Amazon GuardDuty Disabled

This plugin ensures Amazon GuardDuty is enabled for the region.

Risk Level: Low

Description

This plugin ensures Amazon GuardDuty is enabled for the region. Enabling GuradDuty will provide you with a detailed analysis of various AWS data sources and potential security risks. Unauthorized API calls from malicious IP addresses can also be monitored with GuardDuty. It is recommended to enable GuardDuty for all the AWS accounts.   

About the Service

Amazon GuradDuty: It provides intelligent threat detection for your AWS Accounts. With regular scans, it monitors your AWS account and workloads to provide detailed findings of potential security threats and remediation. 

Amazon GuardDuty threat detection which can be broadly classified into - account compromise, instance compromise, malicious reconnaissance, and bucket compromise. GuardDuty delivers more accurate findings using machine learning to filter out lists of malicious IPs and domains.

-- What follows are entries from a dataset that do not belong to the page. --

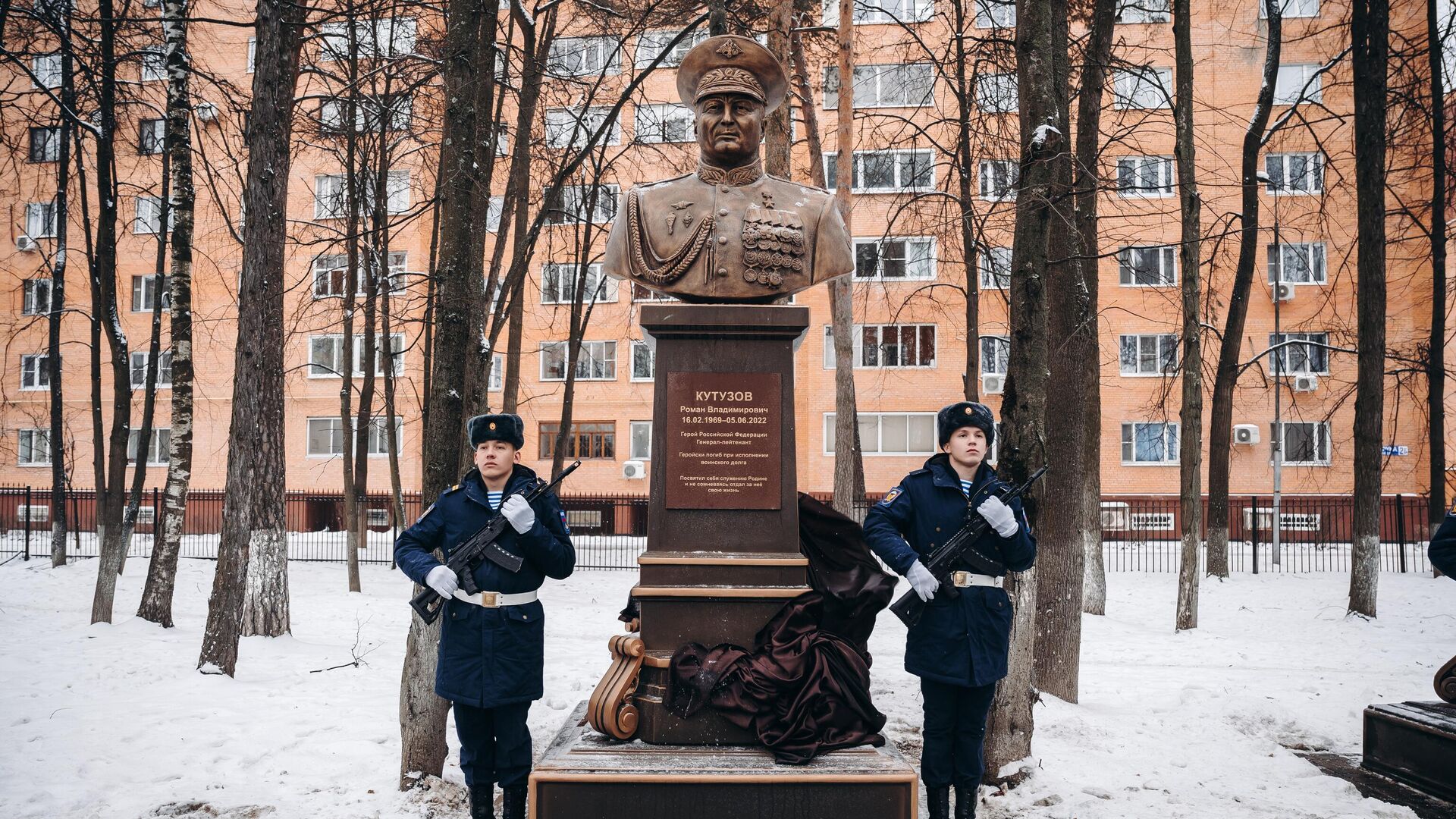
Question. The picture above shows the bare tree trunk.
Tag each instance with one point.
(254, 499)
(1220, 414)
(1041, 77)
(1190, 416)
(156, 596)
(1370, 31)
(1436, 352)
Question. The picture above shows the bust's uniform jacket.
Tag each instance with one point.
(962, 642)
(762, 226)
(490, 657)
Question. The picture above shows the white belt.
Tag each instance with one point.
(495, 599)
(963, 579)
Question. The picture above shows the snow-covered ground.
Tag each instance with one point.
(112, 720)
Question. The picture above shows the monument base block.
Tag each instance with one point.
(1413, 744)
(587, 776)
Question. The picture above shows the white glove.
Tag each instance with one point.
(441, 580)
(519, 513)
(922, 580)
(999, 516)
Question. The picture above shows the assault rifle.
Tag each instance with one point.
(963, 547)
(478, 548)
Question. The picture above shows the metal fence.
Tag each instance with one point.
(1139, 532)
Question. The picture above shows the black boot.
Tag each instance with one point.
(940, 802)
(965, 796)
(482, 802)
(514, 802)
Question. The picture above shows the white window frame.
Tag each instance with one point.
(641, 349)
(1128, 273)
(1147, 88)
(875, 447)
(1313, 256)
(1164, 354)
(36, 372)
(916, 253)
(1169, 444)
(1321, 433)
(590, 352)
(30, 442)
(1139, 168)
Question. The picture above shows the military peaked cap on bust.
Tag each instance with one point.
(497, 428)
(731, 64)
(965, 414)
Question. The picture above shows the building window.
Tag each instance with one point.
(1149, 444)
(886, 171)
(46, 145)
(996, 93)
(47, 71)
(1298, 83)
(36, 372)
(587, 439)
(1142, 88)
(894, 260)
(139, 369)
(1147, 267)
(889, 433)
(653, 42)
(152, 136)
(667, 123)
(1145, 177)
(158, 447)
(36, 297)
(1307, 353)
(999, 180)
(1294, 172)
(1147, 354)
(372, 114)
(1292, 9)
(995, 354)
(598, 360)
(560, 284)
(894, 85)
(881, 12)
(995, 265)
(384, 37)
(153, 64)
(39, 221)
(1144, 11)
(644, 360)
(145, 292)
(995, 14)
(641, 445)
(36, 447)
(573, 127)
(1305, 444)
(584, 57)
(1299, 262)
(568, 206)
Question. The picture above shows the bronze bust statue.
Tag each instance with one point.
(728, 232)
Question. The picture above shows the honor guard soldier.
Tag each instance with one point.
(959, 648)
(491, 645)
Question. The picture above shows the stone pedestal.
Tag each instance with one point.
(585, 776)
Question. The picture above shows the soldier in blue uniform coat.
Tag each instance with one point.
(959, 649)
(491, 645)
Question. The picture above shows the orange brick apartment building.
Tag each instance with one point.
(910, 330)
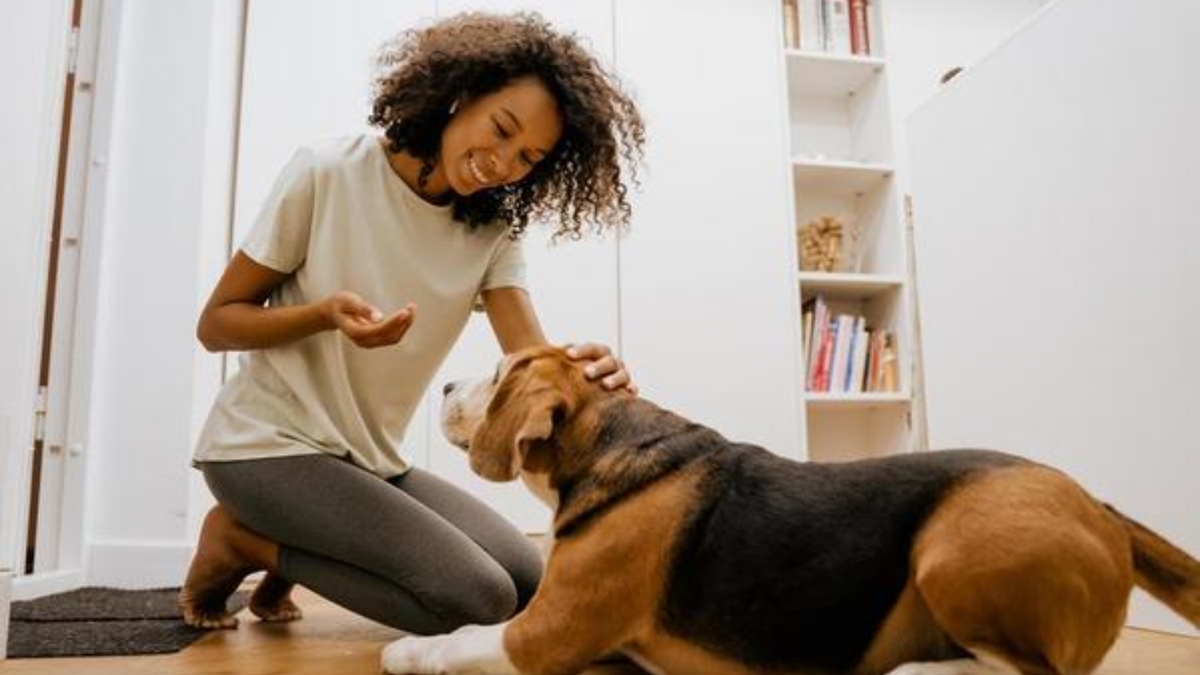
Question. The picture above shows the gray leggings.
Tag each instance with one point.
(413, 553)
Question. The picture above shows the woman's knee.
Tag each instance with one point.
(483, 599)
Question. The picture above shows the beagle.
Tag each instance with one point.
(697, 555)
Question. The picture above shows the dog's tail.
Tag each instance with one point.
(1163, 569)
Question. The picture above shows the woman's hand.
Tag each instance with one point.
(364, 323)
(604, 366)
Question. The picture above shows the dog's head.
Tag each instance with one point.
(508, 423)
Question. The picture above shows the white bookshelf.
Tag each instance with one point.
(843, 165)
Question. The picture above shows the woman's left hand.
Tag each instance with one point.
(604, 366)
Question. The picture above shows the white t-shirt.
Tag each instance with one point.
(340, 219)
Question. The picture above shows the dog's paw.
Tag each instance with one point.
(417, 656)
(961, 667)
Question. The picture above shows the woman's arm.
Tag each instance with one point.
(235, 316)
(516, 327)
(513, 318)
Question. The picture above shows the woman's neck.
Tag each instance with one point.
(408, 168)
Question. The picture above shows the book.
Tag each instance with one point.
(838, 27)
(791, 24)
(813, 25)
(859, 36)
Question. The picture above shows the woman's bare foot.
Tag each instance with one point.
(226, 554)
(273, 602)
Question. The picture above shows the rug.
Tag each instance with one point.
(96, 621)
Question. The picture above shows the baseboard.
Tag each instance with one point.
(136, 565)
(46, 583)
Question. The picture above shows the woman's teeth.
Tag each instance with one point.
(475, 171)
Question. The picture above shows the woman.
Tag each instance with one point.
(347, 294)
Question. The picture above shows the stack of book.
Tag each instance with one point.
(839, 27)
(843, 354)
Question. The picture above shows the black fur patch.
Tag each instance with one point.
(787, 566)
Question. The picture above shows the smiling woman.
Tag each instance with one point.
(348, 292)
(507, 102)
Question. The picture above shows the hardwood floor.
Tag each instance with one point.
(333, 641)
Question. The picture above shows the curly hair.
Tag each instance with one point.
(421, 72)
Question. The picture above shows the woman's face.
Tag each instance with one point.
(496, 139)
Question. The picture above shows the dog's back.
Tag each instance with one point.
(811, 555)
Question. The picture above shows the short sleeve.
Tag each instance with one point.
(279, 238)
(507, 268)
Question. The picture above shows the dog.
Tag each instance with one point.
(696, 555)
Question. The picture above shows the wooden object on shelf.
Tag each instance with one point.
(821, 243)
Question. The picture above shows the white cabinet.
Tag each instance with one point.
(1059, 256)
(843, 167)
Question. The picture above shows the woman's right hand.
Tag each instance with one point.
(364, 323)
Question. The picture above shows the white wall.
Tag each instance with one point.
(709, 303)
(1059, 248)
(928, 37)
(33, 64)
(165, 180)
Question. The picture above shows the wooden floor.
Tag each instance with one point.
(333, 641)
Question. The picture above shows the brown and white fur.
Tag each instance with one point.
(696, 555)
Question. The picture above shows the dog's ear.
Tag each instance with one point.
(517, 419)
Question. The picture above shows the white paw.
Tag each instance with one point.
(414, 655)
(960, 667)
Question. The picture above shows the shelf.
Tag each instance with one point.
(821, 400)
(838, 177)
(857, 286)
(815, 73)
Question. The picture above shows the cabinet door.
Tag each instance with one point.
(709, 302)
(573, 284)
(1059, 257)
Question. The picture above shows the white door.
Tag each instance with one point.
(1059, 257)
(307, 73)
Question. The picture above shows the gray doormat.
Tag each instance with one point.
(95, 621)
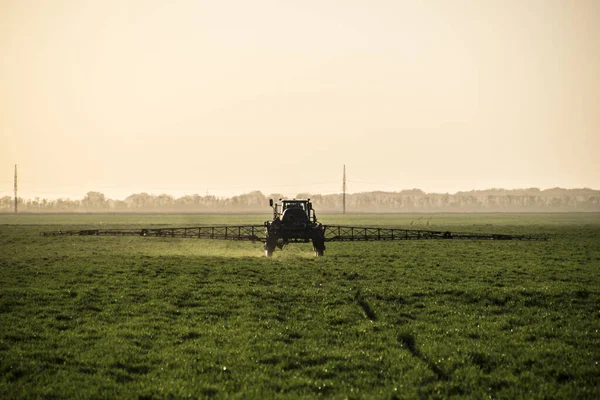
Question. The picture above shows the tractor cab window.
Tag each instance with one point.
(299, 205)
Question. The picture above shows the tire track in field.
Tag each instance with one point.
(406, 340)
(367, 309)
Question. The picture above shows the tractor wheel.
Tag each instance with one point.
(318, 251)
(269, 249)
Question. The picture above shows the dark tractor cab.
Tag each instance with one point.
(294, 221)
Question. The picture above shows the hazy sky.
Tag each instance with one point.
(224, 97)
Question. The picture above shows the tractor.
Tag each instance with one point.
(294, 221)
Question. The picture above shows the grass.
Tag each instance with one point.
(133, 317)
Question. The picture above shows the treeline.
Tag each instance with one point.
(415, 200)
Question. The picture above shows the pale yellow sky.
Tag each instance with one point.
(189, 96)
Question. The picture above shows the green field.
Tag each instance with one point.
(133, 317)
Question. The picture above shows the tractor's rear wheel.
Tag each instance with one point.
(318, 251)
(270, 247)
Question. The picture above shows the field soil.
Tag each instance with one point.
(136, 317)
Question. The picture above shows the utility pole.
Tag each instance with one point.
(15, 188)
(344, 192)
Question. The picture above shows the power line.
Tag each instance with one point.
(15, 188)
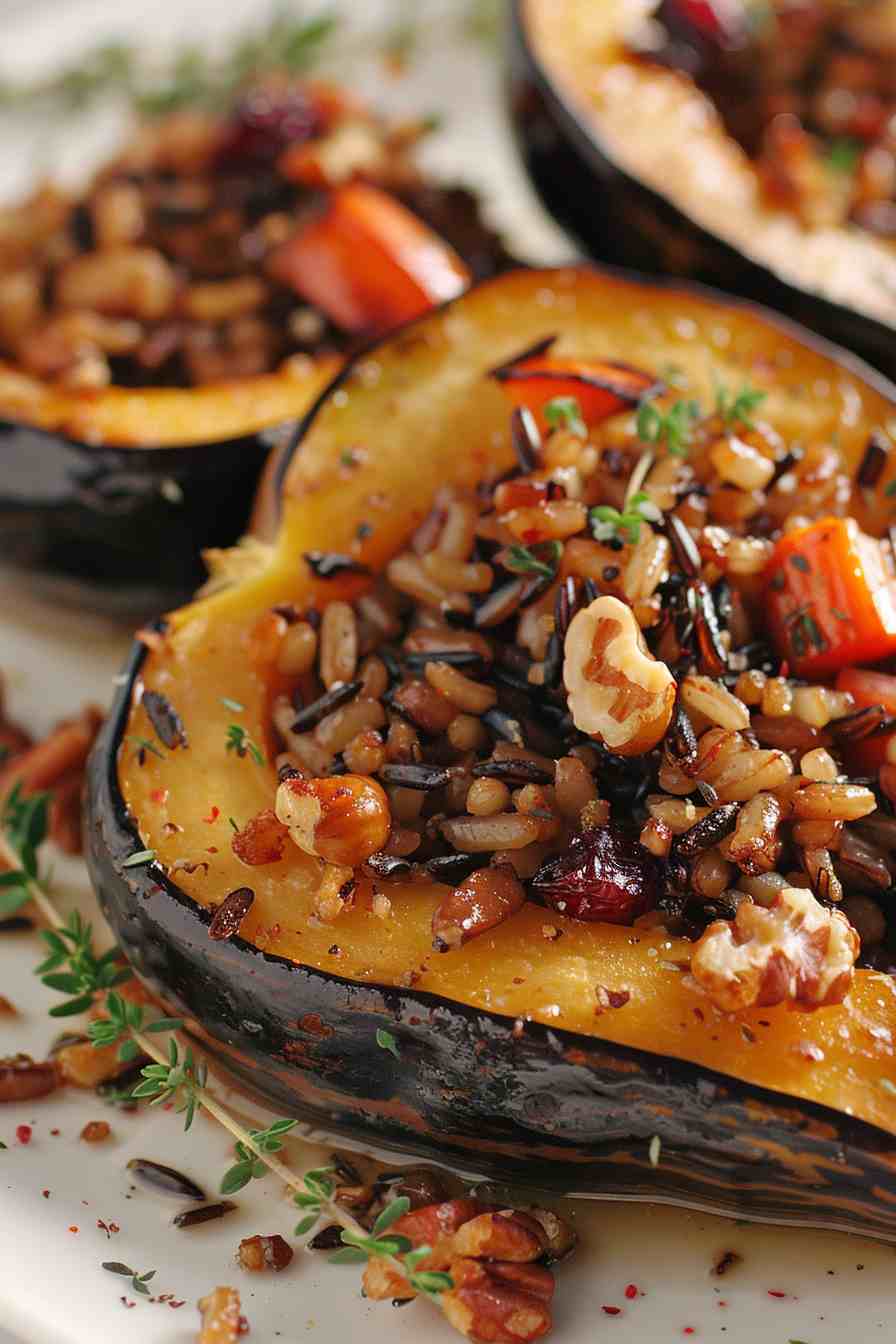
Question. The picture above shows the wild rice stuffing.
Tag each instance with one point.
(572, 687)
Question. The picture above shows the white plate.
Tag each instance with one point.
(798, 1286)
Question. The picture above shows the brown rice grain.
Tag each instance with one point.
(574, 786)
(818, 766)
(466, 733)
(462, 691)
(337, 644)
(833, 803)
(457, 574)
(337, 729)
(486, 797)
(715, 702)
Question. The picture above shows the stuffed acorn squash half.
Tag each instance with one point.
(157, 331)
(747, 145)
(509, 808)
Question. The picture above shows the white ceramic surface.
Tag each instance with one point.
(57, 1191)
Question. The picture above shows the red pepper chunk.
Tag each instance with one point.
(868, 688)
(601, 387)
(368, 262)
(830, 598)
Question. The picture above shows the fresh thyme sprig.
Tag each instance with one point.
(177, 1077)
(250, 1165)
(566, 413)
(610, 524)
(137, 1281)
(738, 407)
(241, 742)
(672, 428)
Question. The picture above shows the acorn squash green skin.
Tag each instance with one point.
(531, 1105)
(120, 530)
(621, 221)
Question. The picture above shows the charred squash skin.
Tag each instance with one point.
(108, 499)
(633, 225)
(505, 1067)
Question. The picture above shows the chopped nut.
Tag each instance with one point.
(793, 952)
(96, 1132)
(501, 1303)
(261, 1253)
(261, 840)
(486, 898)
(23, 1078)
(341, 819)
(220, 1319)
(618, 691)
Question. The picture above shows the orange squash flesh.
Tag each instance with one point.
(417, 413)
(167, 417)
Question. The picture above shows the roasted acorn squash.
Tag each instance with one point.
(625, 155)
(109, 497)
(500, 1065)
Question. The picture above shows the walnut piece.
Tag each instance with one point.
(618, 691)
(794, 952)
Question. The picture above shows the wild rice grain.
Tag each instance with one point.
(469, 696)
(337, 644)
(480, 835)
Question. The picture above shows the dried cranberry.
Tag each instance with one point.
(605, 874)
(263, 122)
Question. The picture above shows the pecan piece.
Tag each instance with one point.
(485, 899)
(259, 1253)
(499, 1304)
(341, 819)
(433, 1226)
(261, 840)
(220, 1319)
(23, 1078)
(794, 952)
(618, 691)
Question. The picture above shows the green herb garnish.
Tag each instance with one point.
(610, 524)
(241, 742)
(250, 1165)
(736, 409)
(386, 1040)
(137, 1281)
(670, 428)
(139, 859)
(566, 413)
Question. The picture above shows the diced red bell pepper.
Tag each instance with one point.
(601, 387)
(830, 598)
(368, 262)
(868, 687)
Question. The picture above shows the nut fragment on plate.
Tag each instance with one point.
(794, 952)
(220, 1319)
(23, 1078)
(259, 1253)
(618, 691)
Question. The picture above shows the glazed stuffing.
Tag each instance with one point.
(809, 90)
(619, 682)
(215, 247)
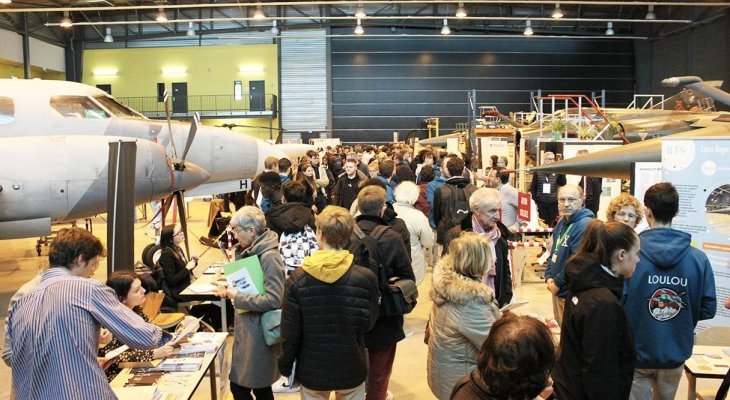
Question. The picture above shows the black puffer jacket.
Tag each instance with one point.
(503, 279)
(323, 327)
(396, 261)
(289, 218)
(597, 357)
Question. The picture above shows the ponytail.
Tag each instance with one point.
(604, 239)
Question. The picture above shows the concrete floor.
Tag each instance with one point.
(19, 263)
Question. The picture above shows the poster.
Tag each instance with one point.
(699, 170)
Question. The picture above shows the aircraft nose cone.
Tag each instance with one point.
(189, 178)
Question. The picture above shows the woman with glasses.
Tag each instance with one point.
(253, 367)
(177, 275)
(626, 209)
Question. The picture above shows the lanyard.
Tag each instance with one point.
(561, 239)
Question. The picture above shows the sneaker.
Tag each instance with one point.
(280, 386)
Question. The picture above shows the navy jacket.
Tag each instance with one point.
(571, 233)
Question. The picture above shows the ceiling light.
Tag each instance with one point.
(609, 29)
(66, 20)
(259, 13)
(274, 29)
(108, 38)
(174, 70)
(528, 29)
(358, 29)
(360, 12)
(445, 29)
(191, 31)
(461, 11)
(105, 72)
(557, 12)
(650, 14)
(161, 16)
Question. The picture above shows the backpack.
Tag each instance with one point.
(294, 246)
(397, 296)
(458, 205)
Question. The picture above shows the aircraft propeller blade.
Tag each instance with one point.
(180, 198)
(191, 135)
(168, 114)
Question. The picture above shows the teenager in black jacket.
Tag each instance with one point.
(328, 306)
(597, 355)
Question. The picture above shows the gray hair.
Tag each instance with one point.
(407, 193)
(482, 196)
(250, 216)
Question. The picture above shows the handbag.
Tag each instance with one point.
(271, 325)
(397, 296)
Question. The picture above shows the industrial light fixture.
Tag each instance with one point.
(66, 20)
(359, 29)
(274, 29)
(174, 71)
(360, 11)
(108, 38)
(650, 14)
(528, 29)
(105, 72)
(161, 16)
(190, 31)
(461, 11)
(557, 12)
(445, 29)
(259, 13)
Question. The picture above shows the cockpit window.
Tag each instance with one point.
(80, 107)
(117, 108)
(7, 110)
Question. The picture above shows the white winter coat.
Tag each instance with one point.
(421, 237)
(463, 311)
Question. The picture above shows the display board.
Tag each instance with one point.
(699, 170)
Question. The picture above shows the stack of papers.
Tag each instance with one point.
(184, 364)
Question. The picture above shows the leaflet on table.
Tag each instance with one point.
(246, 275)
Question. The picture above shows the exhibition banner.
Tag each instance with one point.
(699, 170)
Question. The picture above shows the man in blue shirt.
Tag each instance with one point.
(672, 289)
(574, 218)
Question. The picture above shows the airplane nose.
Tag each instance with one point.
(189, 178)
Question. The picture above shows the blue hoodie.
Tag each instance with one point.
(672, 289)
(569, 235)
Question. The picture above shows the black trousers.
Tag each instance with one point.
(244, 393)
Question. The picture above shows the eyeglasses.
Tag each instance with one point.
(624, 214)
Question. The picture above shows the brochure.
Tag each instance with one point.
(246, 275)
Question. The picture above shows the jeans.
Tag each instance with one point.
(380, 365)
(244, 393)
(659, 384)
(356, 393)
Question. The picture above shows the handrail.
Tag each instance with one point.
(205, 105)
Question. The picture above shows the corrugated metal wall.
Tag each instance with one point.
(304, 80)
(386, 84)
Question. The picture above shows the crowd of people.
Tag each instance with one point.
(334, 229)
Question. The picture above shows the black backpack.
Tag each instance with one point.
(458, 205)
(397, 296)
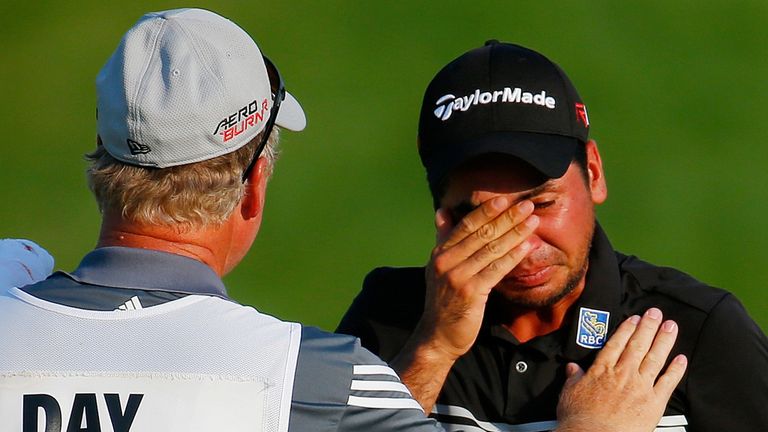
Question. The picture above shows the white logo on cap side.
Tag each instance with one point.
(449, 103)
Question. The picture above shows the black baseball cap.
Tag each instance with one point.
(501, 98)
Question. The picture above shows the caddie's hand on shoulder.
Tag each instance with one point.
(621, 392)
(472, 256)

All the findings can be generated with just a few clicks by enabling the Amazon GuardDuty detector.

Impact

Amazon GuardDuty generates findings related to potential security threats. They can range from unprotected ports, possible brute force SSH attacks to API operations invoked by malicious IP addresses. Such findings are extremely important to secure the AWS infrastructure from potential attacks related to aforementioned threats. 

By not enabling Amazon GuardDuty, you might miss out on important High level threats which may lead to severely vulnerable resources.

Steps to Reproduce

Using AWS Console-

  1. Log In to your AWS Console.
  2. Open the Amazon GuardDuty Console. You can use this link (https://console.aws.amazon.com/guardduty) to navigate directly if already logged in. 
  3. If you find the Welcome/Get Started screen on the home page and not a list of detectors, there are no GuardDuty Detectors enabled in the selected region. PingSafe recommends creating and enabling at least one GuardDuty detector in the region.
  4. Repeat step 3 for all the AWS regions you want to investigate.

Steps for Remediation

Create and Enable at least a single GuardDuty detector for all regions with AWS resources. 

  1. Log In to your AWS Console.
  2. Open the Amazon GuardDuty Console. You can use this link (https://console.aws.amazon.com/guardduty) to navigate directly if already logged in. 
  3. On the home page, click on Get Started
  4. Click on Enable Guard Duty. If required, also provide the Delegated administrator account ID.
  5. A GuardDuty Detector will be created and enabled for the region. A list of findings will be displayed in the Findings Section. You can further modify the settings of the detector by clicking on Settings option from the left panel.
  6. Repeat the steps from 3 to 5 for all the vulnerable regions.